Help with Penciletin

The main screen of Penciletin. At the top are scheduled events. Drag events around to set a new time. At the bottom are unscheduled events. Drag them to here to schedule them another day.

Main Screen

Drag each event to when it should happen. I recommend leaving a bit of a gap between things for flexibility and bathroom breaks.

Drag events that will be done another day to the bottom. They are sorted by how likely Penciletin is to schedule them today.

Each day, the machine learning algorithm gets better at predicting when you actually want to do them.

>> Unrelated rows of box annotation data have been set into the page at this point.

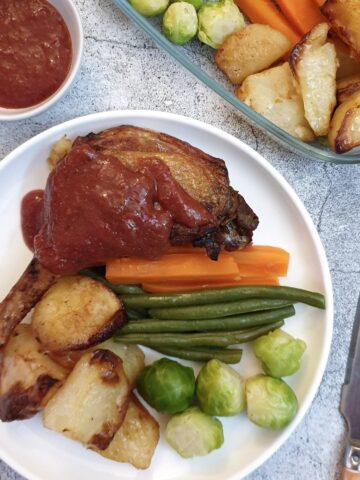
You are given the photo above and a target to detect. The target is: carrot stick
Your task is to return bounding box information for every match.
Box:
[167,245,289,277]
[142,277,279,293]
[231,245,289,277]
[235,0,302,45]
[106,253,239,283]
[276,0,327,35]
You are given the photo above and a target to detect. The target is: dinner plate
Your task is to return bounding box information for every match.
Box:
[0,111,333,480]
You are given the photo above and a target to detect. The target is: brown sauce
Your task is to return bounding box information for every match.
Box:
[0,0,72,108]
[21,144,213,274]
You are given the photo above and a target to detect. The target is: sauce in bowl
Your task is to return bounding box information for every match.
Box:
[0,0,72,108]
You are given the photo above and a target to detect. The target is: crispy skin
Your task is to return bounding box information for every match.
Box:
[0,258,57,346]
[0,125,258,338]
[74,125,258,260]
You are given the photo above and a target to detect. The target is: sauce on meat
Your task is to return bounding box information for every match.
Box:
[0,0,72,108]
[21,190,44,250]
[21,144,213,275]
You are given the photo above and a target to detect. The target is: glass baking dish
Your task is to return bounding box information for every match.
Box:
[113,0,360,163]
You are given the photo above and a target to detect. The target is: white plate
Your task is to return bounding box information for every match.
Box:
[0,111,333,480]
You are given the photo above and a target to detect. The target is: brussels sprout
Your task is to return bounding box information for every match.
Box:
[136,358,195,413]
[129,0,170,17]
[171,0,204,10]
[165,407,224,458]
[198,0,245,48]
[246,375,298,429]
[196,360,245,417]
[163,2,198,45]
[253,329,306,377]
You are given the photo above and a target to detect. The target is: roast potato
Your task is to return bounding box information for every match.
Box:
[99,395,159,468]
[47,135,72,169]
[289,23,338,136]
[44,349,131,450]
[0,324,67,422]
[0,258,56,346]
[97,339,145,386]
[336,73,360,103]
[31,275,126,352]
[321,0,360,61]
[215,23,291,84]
[235,63,314,141]
[328,91,360,153]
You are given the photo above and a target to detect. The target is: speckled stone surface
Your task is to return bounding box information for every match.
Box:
[0,0,360,480]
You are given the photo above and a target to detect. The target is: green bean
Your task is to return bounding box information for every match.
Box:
[123,285,325,308]
[119,305,295,335]
[79,268,144,295]
[114,320,284,349]
[126,308,147,320]
[149,298,291,320]
[148,347,242,363]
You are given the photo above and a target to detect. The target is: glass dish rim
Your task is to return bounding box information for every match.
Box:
[112,0,360,165]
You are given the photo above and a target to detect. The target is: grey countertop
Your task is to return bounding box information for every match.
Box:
[0,0,360,480]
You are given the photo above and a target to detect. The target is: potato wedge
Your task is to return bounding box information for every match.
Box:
[0,324,67,422]
[0,258,56,346]
[328,91,360,153]
[235,63,314,141]
[31,275,126,352]
[97,339,145,386]
[336,73,360,103]
[43,350,131,450]
[289,23,338,136]
[329,36,360,80]
[99,394,159,468]
[321,0,360,61]
[47,135,73,169]
[215,23,291,85]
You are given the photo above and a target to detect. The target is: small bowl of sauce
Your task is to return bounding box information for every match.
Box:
[0,0,83,120]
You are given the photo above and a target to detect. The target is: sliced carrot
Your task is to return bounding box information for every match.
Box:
[313,0,326,7]
[106,253,239,283]
[276,0,327,35]
[231,245,289,277]
[168,245,289,277]
[235,0,302,45]
[142,277,279,293]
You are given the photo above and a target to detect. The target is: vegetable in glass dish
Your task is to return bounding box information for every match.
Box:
[171,0,204,11]
[253,329,306,377]
[165,407,224,458]
[129,0,170,17]
[196,359,246,417]
[162,2,198,45]
[198,0,245,48]
[136,358,195,414]
[246,374,298,430]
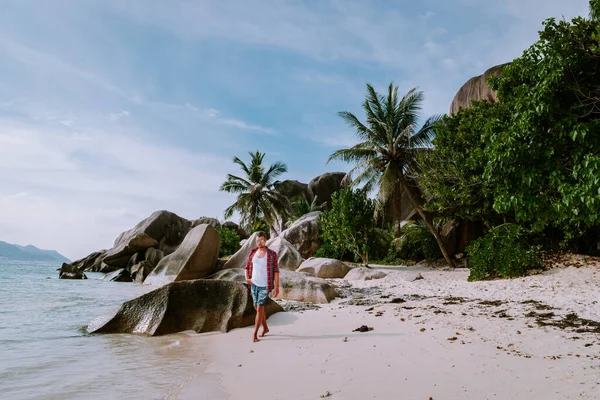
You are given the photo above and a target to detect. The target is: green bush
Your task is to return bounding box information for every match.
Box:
[315,242,343,260]
[216,226,241,257]
[467,224,542,282]
[394,221,443,262]
[319,187,375,264]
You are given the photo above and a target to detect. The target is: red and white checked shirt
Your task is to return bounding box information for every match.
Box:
[246,247,279,292]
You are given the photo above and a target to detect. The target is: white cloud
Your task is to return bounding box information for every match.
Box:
[108,111,131,121]
[0,120,237,258]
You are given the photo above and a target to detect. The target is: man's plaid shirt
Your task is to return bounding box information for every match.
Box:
[246,247,279,292]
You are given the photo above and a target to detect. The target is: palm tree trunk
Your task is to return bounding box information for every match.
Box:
[400,172,456,268]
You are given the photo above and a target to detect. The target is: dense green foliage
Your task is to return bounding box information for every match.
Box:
[288,195,327,225]
[319,187,376,264]
[484,18,600,238]
[467,224,542,281]
[216,226,242,257]
[418,10,600,253]
[329,83,454,265]
[220,151,289,231]
[329,84,438,222]
[417,102,507,226]
[394,221,442,262]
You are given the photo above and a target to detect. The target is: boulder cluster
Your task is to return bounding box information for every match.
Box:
[71,173,385,335]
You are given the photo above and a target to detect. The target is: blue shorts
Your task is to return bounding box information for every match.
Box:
[250,283,269,307]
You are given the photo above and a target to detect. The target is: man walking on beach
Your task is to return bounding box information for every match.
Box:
[245,231,279,342]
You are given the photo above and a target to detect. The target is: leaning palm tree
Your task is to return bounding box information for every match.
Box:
[589,0,600,21]
[220,151,289,234]
[329,83,454,266]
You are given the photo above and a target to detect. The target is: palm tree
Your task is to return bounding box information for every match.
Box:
[589,0,600,21]
[328,83,455,266]
[220,150,289,234]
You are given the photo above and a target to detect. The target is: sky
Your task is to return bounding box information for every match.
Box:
[0,0,588,259]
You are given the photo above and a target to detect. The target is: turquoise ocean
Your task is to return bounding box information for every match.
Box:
[0,260,211,400]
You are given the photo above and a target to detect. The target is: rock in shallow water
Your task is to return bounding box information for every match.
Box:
[58,263,87,279]
[88,279,283,336]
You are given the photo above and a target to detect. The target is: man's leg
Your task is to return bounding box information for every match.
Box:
[253,306,265,342]
[260,307,269,337]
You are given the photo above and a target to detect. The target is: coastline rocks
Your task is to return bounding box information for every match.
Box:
[207,268,337,304]
[267,236,303,271]
[344,267,387,281]
[71,250,107,272]
[277,179,308,200]
[102,268,133,282]
[223,232,258,269]
[449,63,510,115]
[307,172,346,209]
[296,258,350,278]
[58,263,87,279]
[103,210,191,267]
[88,279,283,336]
[280,211,322,258]
[279,271,337,304]
[144,224,221,285]
[130,261,155,283]
[144,247,165,267]
[73,210,192,272]
[192,217,221,228]
[221,221,248,239]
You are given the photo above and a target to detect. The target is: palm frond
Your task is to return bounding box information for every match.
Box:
[338,111,375,141]
[410,115,442,148]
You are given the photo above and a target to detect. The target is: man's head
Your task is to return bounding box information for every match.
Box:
[256,231,267,249]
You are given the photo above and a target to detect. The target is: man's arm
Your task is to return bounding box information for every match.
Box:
[273,253,279,297]
[273,270,279,297]
[244,251,254,285]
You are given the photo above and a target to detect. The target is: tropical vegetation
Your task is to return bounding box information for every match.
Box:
[220,151,289,233]
[329,83,454,266]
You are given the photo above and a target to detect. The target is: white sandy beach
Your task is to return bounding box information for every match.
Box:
[177,259,600,400]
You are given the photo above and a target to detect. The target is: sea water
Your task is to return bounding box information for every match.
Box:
[0,260,211,399]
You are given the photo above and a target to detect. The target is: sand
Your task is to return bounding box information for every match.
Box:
[178,259,600,400]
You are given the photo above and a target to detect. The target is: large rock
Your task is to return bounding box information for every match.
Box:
[144,224,221,285]
[344,267,386,281]
[450,63,510,115]
[103,211,192,268]
[223,232,258,269]
[308,172,346,208]
[71,250,107,272]
[267,236,303,271]
[207,268,337,304]
[144,247,165,267]
[88,279,283,336]
[280,211,322,258]
[94,261,122,274]
[222,221,248,239]
[277,180,309,200]
[102,268,133,282]
[58,263,87,279]
[296,258,350,278]
[192,217,221,228]
[131,261,156,283]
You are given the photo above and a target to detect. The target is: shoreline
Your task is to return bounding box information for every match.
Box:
[180,266,600,400]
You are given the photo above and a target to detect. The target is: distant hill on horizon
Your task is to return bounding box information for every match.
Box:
[0,240,71,263]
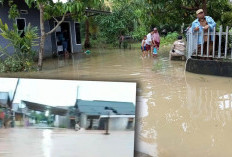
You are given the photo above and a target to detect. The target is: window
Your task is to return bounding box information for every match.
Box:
[75,23,81,44]
[16,19,26,37]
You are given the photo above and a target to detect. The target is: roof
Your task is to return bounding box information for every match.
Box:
[22,100,68,116]
[76,99,135,115]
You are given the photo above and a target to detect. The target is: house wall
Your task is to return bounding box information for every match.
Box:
[54,115,70,128]
[109,117,134,130]
[49,18,82,53]
[0,0,81,57]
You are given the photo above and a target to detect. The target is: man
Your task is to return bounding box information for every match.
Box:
[146,30,154,56]
[192,9,216,54]
[169,36,186,60]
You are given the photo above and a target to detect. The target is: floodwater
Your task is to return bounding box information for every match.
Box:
[0,128,134,157]
[1,49,232,157]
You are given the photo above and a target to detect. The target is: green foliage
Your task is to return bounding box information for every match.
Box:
[8,0,20,20]
[95,3,135,43]
[0,19,38,72]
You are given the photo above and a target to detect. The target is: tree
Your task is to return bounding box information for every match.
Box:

Screen for editing Times of Day. At the top is a view of the times as blocks showing overlap with each day of the week. Most of the screen is for editing the times of day. At the bottom is a button for adding a new one.

Times of Day

Each event can be scheduled during a specific section of the day. This is also used to find the earliest and latest times things can be scheduled.

Leave times open when nothing should be scheduled, for example: winding down before bed or during your commute.

Event editing screen. Each event is part of a calendar group. Each one has a duration, frequency, and best time.

Editing Events

Each event must have a duration. Make sure you include clean up and drive time.

Most events have a frequency, usually every day or weekly. For things that happen irregularly, set it to “as needed”.

Some things happen at specific times, while others should happen during a specific time of day.

Penciletin will notice when these rules are stretched, and will often schedule things according to when they have been scheduled previously instead.

Split screenshot showing how to select important system calendars, and the system calendar that Penciletin will save to.

Select Calendars

Important Calendars are the only ones considered when Penciletin schedules events. Unselected calendars will have no effect.

The Save Calendar is the one that Penciletin makes changes to. By default, it is named “Penciletin”. If you change it, I recommend one that does not have any alerts and is marked “free” so it doesn’t cause other calendar programs to schedule around it.